Date of Award

5-22-2024

Document Type

Thesis

Degree Name

Master of Arts (MA)

Department

History

First Advisor

Christopher Steinke

Committee Members

Linda Van Ingen; Nathan Tye; William Stoutamire

Keywords

Boarding Schools;Carlisle;Indigenous Americans;Native Americans;Omaha;Women

Abstract

Of the 10,000 students who attended Carlisle Indian Industrial School, 123 of them were members of the Omaha Nation. Of those 123, 42 were girls between 11 and 23. Focusing the study on the 42 girls from the same cultural group, who had the shared experience of attending Carlisle allows for an in-depth analysis of how gender, race, age, and culture influenced the experienced assimilation tactics used in education, land, and legal systems.
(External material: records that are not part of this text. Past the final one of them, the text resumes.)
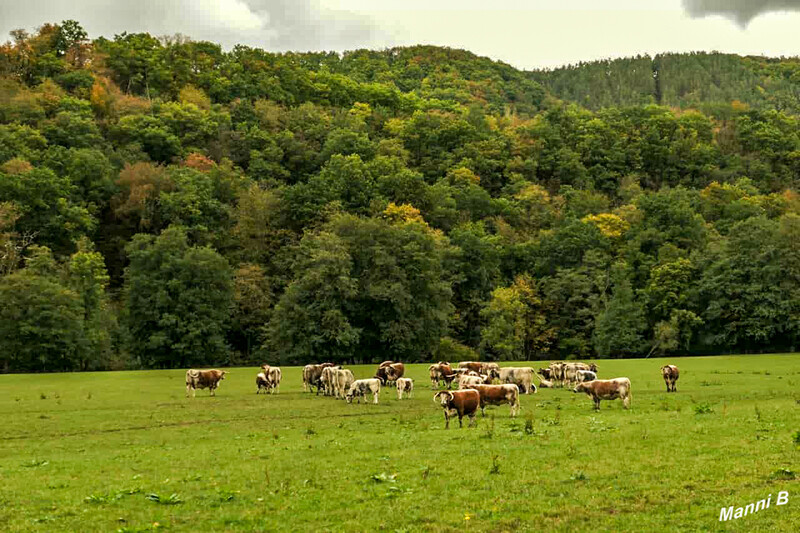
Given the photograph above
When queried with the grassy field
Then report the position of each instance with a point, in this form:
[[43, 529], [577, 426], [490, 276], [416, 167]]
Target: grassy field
[[127, 451]]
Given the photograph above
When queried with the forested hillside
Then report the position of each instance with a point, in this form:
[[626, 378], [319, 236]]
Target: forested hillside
[[710, 82], [165, 203]]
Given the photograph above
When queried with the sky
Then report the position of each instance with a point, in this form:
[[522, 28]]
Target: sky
[[528, 34]]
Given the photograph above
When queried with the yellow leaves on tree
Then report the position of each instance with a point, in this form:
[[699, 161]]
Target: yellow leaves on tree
[[16, 166], [402, 213], [141, 183], [609, 224], [199, 162]]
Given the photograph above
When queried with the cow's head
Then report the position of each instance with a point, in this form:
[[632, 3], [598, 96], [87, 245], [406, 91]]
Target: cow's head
[[443, 398]]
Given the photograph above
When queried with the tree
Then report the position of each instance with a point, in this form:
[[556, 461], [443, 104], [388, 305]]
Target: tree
[[516, 325], [364, 289], [41, 320], [179, 299], [620, 323]]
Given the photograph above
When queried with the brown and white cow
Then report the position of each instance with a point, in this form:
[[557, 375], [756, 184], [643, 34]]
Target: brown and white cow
[[404, 385], [361, 387], [671, 375], [458, 403], [467, 381], [522, 377], [476, 366], [328, 380], [545, 383], [498, 395], [311, 376], [441, 372], [203, 379], [394, 372], [342, 379], [263, 383], [557, 373], [275, 376], [571, 372], [607, 389]]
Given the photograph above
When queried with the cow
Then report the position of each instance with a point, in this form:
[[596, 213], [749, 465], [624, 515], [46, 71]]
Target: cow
[[361, 387], [342, 379], [437, 371], [465, 382], [327, 379], [477, 366], [203, 379], [607, 389], [521, 377], [394, 372], [458, 403], [275, 376], [498, 395], [557, 373], [492, 370], [571, 372], [671, 375], [404, 385], [263, 383], [311, 376]]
Historian David Wallace Adams states that the reformers thought the “Indian problem” could be solved through “education, land, and law.” This thesis examines the Omaha girls who attended Carlisle Indian Industrial School between 1882 and 1918 to prove the girls did not reach the assimilation outcome desired by reformers. Rather than assimilating into white settler colonialism, the girls used education, law, and land to resist assimilation, maintain Indigenous sovereignty, and continue Indigenous community and culture.